Hasty assessment---three reasons a homeowner should buy solar panels for their home

Infinity installed Longi Solar:LR6-60PB-300M panels and Enphase IQ7-60-2-US inverters. At the time, Sunrun told me this was an excellent solution and they could not beat the system. That's when I pulled the trigger.
@OVERKILL reviewed my system a couple of years ago.

The warranty is for 20 years. In that time, the panels will probably still produce, right? Just not as well. You can speak to that far better than I.
If they fail, I am still on the grid. In 15 more years, hopefully technology offers solution. By then, I might be pushing up daises but likely will have saved a ton of $$ on electricity.

California leads the country and the world in many many ways. I love it here. Opportunity abounds.
CA is bankrupt and has a massive net exodus. It’s a beautiful state, don’t get me wrong. But the point of poking at CA (hey, I love and live in NJ, I get the poles too) was more related to the ridiculous regulations and whatever that creates the absurd power situation you have there.

A situation that makes solar highly profitable.

No different than my in laws who pay 49c/kwh for entirely different reasons. It’s a no brainer with great roi. But for others it isn’t. And as more issues with it arise. It makes my point for why large, high cost systems aren’t the best solution for most.
 
Sure. My father tinkers with these for fun.
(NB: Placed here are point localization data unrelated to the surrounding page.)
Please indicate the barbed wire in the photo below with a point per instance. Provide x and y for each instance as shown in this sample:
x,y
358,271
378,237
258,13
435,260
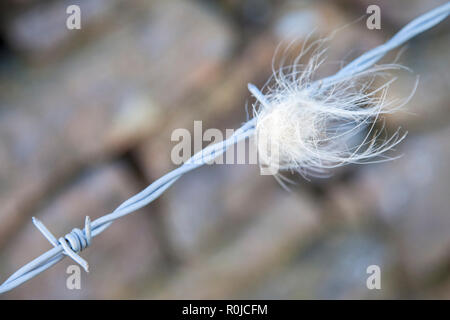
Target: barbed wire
x,y
77,240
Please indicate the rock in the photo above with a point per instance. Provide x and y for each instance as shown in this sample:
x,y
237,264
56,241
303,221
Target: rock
x,y
273,235
100,102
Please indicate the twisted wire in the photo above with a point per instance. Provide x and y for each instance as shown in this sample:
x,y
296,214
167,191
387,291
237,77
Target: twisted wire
x,y
77,240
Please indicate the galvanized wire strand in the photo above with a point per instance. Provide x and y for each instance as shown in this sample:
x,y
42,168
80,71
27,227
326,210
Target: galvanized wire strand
x,y
77,240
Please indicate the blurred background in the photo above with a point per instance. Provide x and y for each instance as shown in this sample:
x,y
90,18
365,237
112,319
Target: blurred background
x,y
85,122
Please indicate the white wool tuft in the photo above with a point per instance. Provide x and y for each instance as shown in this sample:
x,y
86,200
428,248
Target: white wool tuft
x,y
311,127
But. They aren’t grid tied, so they don’t really offset power bills or offer net metering setups.

If I’m wrong, and there’s. System that someone can plug in and net meter on a smart meter without excessive permitting and utility contracts, I’m all ears.

If it’s essentially an off grid system, then so what?

No way to net meter without "Imperial entanglements" .
 
No way to net meter without "Imperial entanglements" .
And that’s my issue.

A 300-900w system wouldn’t even net zero for many. It could just offset, and if the utility didn’t take/credit for it, frankly it might not even matter…
 
And that’s my issue.

A 300-900w system wouldn’t even net zero for many. It could just offset, and if the utility didn’t take/credit for it, frankly it might not even matter…

It might keep somebody out of tier 3 and give you an roi, but that's not gonna eliminate any bill, and if you are gonna pay guys to put stuff up on roofs and walls and wire it all up that little production inst worth it.

Unless you are allowed to do it you self - which you are not.

I get that in order to sell to somebody I need a deal in place - and that these deals vary greatly.

The problem I have with this is that I do not actually have a choice to do it on my own.
I cant leave the system even if Im willing and able to be stand alone.

I got the last of the nem 2.0 contracts so my deal is ok, but everyone after me has a radically different deal sometimes forced on them.